De afgelopen jaren zijn er diverse nieuwe behandelmogelijkheden beschikbaar gekomen voor de eerstelijnsbehandeling van gevorderd of gemetastaseerd niercelcarcinoom. ‘De uitdaging is om nu voor iedere patiënt de optimale behandeling te kiezen’, stelt internist-oncoloog prof. dr. John Haanen.
Twee jaar geleden was de spoeling nog dun wat betreft de mogelijkheden voor een eerstelijnsbehandeling bij een gevorderd of gemetastaseerd niercelcarcinoom. ‘We konden kiezen tussen twee anti-angiogene tyrosinekinaseremmers (TKI’s), te weten sunitinib en pazopanib. Daarnaast was een behandeling met bevacizumab en interferon nog een optie, maar vanwege de wat lastigere toediening – subcutaan en per infuus – kozen weinig artsen en patiënten voor die therapie’, blikt Haanen terug.

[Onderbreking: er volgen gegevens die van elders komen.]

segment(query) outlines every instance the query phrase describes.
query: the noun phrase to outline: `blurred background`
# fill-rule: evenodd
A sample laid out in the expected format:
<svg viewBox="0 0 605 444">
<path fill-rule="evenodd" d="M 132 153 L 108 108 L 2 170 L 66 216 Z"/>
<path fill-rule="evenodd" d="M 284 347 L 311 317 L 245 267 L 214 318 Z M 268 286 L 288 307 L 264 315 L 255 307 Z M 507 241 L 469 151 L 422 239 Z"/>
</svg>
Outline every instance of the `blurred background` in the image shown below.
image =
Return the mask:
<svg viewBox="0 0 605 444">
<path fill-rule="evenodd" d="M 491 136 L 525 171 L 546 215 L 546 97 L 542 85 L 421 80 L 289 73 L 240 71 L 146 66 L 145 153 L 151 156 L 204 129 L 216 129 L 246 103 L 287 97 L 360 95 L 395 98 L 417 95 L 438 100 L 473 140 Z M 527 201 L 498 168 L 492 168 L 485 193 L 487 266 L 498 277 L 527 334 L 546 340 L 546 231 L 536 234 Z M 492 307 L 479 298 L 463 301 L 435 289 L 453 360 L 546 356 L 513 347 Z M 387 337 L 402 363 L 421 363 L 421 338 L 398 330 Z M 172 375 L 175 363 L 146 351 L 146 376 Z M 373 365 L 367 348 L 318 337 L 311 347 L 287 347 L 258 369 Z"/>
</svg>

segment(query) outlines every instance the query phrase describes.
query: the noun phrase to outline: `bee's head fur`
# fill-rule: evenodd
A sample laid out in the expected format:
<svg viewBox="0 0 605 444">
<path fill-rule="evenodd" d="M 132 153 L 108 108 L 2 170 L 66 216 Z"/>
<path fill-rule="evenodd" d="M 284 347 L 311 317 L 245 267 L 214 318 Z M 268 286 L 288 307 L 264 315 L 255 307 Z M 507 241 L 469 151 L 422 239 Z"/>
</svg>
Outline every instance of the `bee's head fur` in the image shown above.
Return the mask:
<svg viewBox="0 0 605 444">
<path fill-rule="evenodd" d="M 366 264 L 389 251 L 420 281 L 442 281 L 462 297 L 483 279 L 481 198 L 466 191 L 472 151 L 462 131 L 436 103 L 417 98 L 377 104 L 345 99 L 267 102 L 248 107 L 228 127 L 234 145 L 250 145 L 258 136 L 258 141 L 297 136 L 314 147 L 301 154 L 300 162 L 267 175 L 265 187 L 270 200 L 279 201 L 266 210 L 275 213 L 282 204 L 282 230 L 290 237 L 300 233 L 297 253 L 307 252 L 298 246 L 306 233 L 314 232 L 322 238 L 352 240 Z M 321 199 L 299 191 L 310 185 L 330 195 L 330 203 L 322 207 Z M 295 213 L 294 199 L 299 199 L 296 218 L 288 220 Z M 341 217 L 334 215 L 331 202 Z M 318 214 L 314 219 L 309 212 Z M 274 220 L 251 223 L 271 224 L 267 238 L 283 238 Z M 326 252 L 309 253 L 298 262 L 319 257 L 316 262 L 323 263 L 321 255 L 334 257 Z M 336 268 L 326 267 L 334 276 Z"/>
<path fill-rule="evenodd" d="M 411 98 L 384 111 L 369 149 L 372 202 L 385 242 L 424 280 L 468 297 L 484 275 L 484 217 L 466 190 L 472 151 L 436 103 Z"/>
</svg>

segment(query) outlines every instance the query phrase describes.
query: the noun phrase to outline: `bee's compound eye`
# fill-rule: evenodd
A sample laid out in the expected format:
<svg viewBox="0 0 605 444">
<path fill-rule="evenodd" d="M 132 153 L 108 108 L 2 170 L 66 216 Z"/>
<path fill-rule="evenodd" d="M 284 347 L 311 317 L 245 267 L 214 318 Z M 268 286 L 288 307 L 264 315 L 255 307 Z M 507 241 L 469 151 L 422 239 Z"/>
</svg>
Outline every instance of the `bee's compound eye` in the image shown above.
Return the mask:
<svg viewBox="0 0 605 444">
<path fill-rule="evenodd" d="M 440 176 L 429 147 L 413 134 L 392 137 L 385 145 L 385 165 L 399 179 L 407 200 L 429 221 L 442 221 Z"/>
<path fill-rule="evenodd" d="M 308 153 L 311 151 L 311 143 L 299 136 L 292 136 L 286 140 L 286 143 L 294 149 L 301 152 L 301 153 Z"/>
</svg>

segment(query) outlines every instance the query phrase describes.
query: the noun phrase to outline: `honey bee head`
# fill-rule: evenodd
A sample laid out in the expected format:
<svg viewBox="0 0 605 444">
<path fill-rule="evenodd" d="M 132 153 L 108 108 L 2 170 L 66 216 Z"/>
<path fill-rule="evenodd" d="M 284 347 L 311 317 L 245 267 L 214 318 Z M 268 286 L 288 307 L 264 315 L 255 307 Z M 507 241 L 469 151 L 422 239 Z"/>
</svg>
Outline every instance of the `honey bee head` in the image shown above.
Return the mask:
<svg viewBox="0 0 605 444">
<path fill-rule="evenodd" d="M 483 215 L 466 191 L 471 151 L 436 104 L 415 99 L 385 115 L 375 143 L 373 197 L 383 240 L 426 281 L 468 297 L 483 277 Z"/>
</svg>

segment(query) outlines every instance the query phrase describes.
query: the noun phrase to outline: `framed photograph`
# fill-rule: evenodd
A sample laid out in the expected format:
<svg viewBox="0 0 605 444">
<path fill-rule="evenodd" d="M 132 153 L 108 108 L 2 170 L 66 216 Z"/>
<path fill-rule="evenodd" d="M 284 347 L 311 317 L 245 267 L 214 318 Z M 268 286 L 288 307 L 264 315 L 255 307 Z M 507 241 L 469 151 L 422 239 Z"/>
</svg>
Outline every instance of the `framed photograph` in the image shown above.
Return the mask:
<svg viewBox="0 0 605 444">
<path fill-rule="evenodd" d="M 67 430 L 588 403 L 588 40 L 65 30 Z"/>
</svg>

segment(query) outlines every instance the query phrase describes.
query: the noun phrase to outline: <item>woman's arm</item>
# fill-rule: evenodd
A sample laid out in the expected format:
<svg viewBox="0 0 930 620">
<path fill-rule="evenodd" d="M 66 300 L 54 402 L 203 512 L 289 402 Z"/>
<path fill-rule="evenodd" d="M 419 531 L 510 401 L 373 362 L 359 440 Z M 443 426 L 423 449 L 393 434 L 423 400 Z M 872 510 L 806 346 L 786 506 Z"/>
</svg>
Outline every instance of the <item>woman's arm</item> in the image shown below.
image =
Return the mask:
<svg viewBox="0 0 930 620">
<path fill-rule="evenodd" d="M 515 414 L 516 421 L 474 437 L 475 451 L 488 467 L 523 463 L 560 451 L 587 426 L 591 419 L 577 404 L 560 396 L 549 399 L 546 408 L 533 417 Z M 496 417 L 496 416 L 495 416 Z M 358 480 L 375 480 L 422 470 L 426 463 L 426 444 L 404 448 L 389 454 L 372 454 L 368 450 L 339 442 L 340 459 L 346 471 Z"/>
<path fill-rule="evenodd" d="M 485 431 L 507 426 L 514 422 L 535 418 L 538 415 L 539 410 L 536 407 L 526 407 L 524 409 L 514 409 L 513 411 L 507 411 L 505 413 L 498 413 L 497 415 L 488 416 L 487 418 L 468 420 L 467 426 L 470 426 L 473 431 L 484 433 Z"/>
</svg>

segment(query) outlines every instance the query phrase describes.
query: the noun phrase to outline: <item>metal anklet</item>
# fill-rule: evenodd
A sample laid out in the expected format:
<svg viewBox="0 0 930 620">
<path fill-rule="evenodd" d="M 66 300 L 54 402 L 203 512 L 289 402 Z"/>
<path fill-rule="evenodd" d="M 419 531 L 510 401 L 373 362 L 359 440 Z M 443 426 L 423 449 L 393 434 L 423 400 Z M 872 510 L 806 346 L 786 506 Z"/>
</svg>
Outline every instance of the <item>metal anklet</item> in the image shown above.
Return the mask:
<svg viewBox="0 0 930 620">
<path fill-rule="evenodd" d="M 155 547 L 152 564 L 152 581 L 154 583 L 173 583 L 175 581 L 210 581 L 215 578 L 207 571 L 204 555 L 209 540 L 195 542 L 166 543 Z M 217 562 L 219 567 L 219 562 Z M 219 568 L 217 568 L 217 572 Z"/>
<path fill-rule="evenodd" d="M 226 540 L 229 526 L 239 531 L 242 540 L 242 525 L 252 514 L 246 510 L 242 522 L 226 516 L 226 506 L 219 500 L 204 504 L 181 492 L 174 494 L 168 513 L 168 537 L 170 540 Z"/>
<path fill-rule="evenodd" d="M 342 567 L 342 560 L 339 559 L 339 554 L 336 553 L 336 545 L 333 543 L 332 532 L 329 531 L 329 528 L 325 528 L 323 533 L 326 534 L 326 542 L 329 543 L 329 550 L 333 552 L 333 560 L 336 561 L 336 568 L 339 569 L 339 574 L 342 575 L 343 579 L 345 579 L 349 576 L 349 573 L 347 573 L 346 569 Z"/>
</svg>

Sindsdien is het behandelarsenaal flink uitgebreid (zie ook tabel 1 hieronder). Dat begon met tivozanib, eveneens een TKI met anti-angiogene werking. In 2018 voorzag de NVMO-commissie BOM het gebruik van tivozanib als eerstelijnsbehandeling bij gemetastaseerd niercelcarcinoom van een positief advies. Zij het met enige aarzeling aangezien tivozanib in de studie die aan de PASKWIL-criteria werd onderworpen, vergeleken was met sorafenib, een niet gangbare keuze in Nederland.1 ‘Een jaar later volgde een positief advies voor het gebruik van cabozantinib in de eerste lijn, eveneens een angiogeneseremmende TKI. Dit advies berust op de uitkomsten van de fase II CABOSUN-studie waarin cabozantinib resulteerde in een langere progressievrije overleving dan sunitinib bij patiënten met een intermediair of hoog risico volgens de risicoscore van het International Metastatic Renal Cell Carcinoma Database Consortium.2 De commissie BOM plaatste wel enkele kritische kanttekingen bij dit positieve advies, met name vanwege de geringe omvang van de CABOSUN-studie.’